HP Bulmer, the struggling UK-based cider group, is facing an extremely uncertain future following the announcement yesterday that it was likely to face a £14.5 million (€22.8m) shortfall in pre-tax profits for 2003.
A variety of factors have contributed to the disastrous financial performance. Then company said in a statement that the decision to reduce its stock levels in the UK and abroad would cut £4.1 million off profits, while a disappointing performance from new products would shave a further £2.0 million off the figure.
While both those factors are likely to have an impact only on the 2003 results, there were a number of others which could continue to take their toll on profits beyond the current fiscal year, the group said.
These include lower expectations for profitability in the home UK market (which will take £4.6 million off profits this year), continued poor results in international markets (£1.8 million this year) and an increase in pension costs (£2.0 million).
A further £4.7 million in one-off charges are expected for the write off of investment in new product development and an as yet unquantified amount for the impairment of goodwill on Bulmer's US acquisitions, which currently stands at £22 million.
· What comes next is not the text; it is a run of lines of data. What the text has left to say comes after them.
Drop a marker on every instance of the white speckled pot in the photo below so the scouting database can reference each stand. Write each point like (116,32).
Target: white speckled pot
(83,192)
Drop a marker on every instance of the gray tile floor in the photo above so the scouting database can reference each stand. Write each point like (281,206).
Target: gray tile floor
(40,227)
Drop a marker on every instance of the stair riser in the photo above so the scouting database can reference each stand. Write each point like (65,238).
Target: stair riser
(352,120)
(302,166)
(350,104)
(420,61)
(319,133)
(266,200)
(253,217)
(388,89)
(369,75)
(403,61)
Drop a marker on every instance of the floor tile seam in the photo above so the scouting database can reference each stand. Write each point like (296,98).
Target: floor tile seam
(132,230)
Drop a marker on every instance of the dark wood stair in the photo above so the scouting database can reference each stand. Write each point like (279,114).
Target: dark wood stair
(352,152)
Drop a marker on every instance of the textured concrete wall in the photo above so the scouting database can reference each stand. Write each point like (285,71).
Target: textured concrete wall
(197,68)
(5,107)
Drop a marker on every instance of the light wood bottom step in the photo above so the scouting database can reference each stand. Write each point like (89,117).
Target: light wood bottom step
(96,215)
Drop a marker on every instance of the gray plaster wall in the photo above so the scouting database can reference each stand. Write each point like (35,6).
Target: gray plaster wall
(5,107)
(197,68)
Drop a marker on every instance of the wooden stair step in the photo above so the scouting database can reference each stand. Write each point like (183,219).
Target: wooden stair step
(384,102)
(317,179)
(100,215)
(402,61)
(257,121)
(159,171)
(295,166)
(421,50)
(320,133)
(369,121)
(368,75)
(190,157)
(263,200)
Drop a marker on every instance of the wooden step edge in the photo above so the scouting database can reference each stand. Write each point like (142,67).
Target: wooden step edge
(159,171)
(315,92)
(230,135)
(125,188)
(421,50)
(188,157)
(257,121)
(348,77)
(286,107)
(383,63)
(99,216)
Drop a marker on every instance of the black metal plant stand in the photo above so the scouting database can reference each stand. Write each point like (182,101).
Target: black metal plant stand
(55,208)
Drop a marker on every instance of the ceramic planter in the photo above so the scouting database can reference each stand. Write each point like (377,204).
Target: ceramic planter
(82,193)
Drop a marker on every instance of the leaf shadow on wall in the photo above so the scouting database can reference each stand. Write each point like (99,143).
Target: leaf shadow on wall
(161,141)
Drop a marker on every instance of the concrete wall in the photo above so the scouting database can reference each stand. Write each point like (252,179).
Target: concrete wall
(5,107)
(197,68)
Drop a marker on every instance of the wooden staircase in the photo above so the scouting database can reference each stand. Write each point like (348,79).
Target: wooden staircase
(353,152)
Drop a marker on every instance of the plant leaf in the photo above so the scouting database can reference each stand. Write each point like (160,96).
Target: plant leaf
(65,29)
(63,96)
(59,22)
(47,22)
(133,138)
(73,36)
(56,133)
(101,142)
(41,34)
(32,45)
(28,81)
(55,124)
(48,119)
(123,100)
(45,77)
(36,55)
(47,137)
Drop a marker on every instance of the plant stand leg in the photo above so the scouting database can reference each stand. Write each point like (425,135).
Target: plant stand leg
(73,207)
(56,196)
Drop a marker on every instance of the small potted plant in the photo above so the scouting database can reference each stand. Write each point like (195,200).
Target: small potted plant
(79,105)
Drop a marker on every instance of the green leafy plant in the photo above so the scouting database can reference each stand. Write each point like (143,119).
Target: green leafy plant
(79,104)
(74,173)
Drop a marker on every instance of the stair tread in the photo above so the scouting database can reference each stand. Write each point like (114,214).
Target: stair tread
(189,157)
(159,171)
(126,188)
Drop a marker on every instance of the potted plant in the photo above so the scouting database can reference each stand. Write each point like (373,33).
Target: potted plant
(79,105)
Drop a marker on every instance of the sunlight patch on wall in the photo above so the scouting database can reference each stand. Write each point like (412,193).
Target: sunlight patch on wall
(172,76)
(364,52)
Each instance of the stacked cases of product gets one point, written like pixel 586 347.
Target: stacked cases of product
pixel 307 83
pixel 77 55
With the future clearly likely to be an uphill struggle for Bulmer, to put it mildly, the company has also announced that it is to begin discussions with its banks and lenders to discuss the situation, and in particular the breaches of covenant - the conditions, related to financial performance, which Bulmer must meet to ensure its loans - entailed by the shortfall in profits.
Earlier this year, Bulmer announced £3.3 million in unidentified promotional costs relating to the take home business for its leading brands, which include Scrumpy Jack and Strongbow, leading to a sharp drop in the company's already beleaguered share price and the departure of several top managers.